Wearable technology, such as body worn cameras can act as a deterrent in retail environments. In the supply chain, options such as GPS trackers or even solutions such as Google Glass could help better track theft, while also monitoring workforce productivity. The rapid rise of visual AI solutions that use machine learning to detect loss will help retailers better protect against loss. The solutions use cameras and machine learning to build a data model of the store stock, which can accurately identify which product the customer has attempted to scan. This helps address misscans and prompts the customer via the screen to correct the issue. At checkout it is estimated that about £20m of lost sales can be prevented for a typical, large national grocery chain. Visual AI can also be used elsewhere in the store to detect and prevent loss on high value product shelves, at the stockroom delivery gate or to exit the self-checkout area.
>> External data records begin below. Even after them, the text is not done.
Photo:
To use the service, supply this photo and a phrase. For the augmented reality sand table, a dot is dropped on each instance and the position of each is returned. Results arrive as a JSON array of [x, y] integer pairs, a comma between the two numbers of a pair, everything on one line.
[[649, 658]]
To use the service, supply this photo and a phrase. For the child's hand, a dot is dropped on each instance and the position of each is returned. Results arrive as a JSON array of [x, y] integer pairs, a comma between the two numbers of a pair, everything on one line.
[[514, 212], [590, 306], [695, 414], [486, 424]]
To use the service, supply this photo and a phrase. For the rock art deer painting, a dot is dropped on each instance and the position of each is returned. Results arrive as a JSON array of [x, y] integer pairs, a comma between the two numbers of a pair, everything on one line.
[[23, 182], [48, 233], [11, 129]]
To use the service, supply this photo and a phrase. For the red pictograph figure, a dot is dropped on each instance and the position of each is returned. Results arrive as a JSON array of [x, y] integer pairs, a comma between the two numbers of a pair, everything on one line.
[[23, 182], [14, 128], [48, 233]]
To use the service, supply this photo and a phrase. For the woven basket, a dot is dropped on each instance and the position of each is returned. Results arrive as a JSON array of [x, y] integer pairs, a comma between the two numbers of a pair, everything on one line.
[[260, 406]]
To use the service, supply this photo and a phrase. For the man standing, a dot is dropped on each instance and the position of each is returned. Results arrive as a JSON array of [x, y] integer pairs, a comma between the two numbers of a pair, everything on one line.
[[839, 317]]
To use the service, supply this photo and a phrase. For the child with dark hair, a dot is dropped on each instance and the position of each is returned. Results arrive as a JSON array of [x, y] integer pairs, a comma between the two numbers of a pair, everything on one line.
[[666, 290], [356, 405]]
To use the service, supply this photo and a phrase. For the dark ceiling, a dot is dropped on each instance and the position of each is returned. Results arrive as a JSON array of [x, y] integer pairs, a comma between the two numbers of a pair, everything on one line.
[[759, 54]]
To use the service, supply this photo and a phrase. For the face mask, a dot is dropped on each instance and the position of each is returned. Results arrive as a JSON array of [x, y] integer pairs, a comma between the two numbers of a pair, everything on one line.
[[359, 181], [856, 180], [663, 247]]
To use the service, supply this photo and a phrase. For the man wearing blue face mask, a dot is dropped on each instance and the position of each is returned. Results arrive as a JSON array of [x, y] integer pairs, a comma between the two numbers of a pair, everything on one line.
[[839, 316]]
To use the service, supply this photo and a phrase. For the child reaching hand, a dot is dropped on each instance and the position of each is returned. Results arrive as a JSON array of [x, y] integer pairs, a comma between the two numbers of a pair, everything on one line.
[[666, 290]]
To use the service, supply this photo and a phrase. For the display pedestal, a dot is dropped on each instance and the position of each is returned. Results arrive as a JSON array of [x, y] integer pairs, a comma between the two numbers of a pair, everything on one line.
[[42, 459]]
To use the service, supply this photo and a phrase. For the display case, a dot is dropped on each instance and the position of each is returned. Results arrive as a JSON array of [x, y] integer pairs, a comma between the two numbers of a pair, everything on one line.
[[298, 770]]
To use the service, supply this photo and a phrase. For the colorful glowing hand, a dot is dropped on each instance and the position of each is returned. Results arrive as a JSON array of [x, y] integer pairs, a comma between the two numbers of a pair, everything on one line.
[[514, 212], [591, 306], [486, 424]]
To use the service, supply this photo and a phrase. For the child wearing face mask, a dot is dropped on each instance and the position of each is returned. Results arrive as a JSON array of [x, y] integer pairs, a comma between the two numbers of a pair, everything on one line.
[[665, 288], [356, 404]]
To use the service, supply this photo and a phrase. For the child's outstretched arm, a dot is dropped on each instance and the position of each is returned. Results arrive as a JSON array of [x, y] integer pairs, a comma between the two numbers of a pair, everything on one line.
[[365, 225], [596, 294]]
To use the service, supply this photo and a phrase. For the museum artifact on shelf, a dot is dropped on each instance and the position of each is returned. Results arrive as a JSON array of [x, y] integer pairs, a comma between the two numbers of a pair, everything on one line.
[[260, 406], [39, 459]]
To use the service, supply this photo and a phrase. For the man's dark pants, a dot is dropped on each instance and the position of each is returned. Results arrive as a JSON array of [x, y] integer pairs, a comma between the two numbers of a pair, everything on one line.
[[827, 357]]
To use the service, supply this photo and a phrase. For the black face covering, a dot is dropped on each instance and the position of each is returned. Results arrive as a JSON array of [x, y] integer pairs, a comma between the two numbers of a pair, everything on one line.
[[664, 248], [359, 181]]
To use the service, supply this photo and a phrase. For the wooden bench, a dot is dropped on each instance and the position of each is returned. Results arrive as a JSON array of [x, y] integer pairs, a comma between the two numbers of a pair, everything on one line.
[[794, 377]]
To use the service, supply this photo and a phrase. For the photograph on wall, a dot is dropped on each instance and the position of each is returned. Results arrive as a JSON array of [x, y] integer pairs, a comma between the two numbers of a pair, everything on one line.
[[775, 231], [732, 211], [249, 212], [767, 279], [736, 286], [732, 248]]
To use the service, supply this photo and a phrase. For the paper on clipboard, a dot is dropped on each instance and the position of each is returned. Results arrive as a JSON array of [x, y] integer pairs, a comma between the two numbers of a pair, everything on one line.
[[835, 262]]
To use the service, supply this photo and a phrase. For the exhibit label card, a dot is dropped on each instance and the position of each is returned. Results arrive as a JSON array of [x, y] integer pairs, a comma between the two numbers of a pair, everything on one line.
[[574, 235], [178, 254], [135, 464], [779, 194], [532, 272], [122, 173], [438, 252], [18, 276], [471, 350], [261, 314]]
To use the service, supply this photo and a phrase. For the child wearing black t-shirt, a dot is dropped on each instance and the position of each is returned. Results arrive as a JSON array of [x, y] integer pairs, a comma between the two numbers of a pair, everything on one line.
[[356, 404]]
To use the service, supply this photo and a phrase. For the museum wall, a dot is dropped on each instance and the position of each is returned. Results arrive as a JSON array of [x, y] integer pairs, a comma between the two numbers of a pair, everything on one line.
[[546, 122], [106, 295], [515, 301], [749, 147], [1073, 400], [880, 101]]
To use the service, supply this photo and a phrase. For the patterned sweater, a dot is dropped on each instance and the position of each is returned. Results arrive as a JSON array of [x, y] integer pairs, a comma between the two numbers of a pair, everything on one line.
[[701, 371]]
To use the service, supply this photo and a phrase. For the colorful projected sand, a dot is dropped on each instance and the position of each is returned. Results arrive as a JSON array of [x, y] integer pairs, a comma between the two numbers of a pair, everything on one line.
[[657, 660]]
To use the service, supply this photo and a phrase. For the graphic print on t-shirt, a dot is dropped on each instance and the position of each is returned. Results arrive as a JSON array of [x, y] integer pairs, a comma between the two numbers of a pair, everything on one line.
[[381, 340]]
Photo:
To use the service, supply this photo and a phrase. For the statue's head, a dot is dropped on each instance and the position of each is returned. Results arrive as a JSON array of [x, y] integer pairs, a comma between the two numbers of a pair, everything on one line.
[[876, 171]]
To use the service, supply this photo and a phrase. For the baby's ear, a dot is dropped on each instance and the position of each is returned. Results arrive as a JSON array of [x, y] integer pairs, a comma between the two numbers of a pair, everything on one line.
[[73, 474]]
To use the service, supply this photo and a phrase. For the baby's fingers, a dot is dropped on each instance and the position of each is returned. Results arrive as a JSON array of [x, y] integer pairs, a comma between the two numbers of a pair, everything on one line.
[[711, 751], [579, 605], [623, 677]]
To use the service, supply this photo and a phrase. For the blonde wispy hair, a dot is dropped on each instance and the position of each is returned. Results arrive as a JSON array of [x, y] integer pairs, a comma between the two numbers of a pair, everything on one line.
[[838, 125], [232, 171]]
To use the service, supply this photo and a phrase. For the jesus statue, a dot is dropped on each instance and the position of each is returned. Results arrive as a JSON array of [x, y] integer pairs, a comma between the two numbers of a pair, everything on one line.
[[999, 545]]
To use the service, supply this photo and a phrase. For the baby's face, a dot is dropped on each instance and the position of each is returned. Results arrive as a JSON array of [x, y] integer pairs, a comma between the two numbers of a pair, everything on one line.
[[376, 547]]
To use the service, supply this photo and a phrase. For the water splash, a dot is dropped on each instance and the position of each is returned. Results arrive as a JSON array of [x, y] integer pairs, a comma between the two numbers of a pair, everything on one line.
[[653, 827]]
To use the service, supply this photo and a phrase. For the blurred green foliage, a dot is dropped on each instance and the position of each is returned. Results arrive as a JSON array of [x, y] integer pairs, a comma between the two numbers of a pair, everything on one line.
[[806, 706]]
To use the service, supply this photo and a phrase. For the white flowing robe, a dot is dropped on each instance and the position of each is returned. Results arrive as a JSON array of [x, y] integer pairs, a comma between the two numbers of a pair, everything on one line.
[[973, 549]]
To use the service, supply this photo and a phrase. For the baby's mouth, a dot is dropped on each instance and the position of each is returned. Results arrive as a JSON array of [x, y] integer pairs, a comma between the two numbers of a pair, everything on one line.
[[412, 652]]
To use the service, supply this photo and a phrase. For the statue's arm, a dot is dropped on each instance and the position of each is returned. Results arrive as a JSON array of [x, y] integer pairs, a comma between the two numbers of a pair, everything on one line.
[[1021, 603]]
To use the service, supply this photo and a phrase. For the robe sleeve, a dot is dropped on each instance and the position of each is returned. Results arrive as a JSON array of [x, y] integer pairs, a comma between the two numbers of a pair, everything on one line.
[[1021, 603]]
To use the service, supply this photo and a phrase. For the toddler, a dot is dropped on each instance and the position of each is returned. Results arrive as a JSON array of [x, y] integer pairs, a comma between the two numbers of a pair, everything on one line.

Facial recognition can be used to identify repeat offenders or known criminals entering store and alert security personnel or even the wider stores network. The accuracy of prediction needs to be, and is, extremely high on such a solution to prevent false positives. High value retail items targeted by organised criminals can be placed behind a transparent secure product display, which requires a staff member to access the product or use Visual AI to alert staff to theft taking place. Other solutions include security tags, RFID, weight-sensitive shelves, visual AI or empty packets which customers exchange for the actual product at checkout.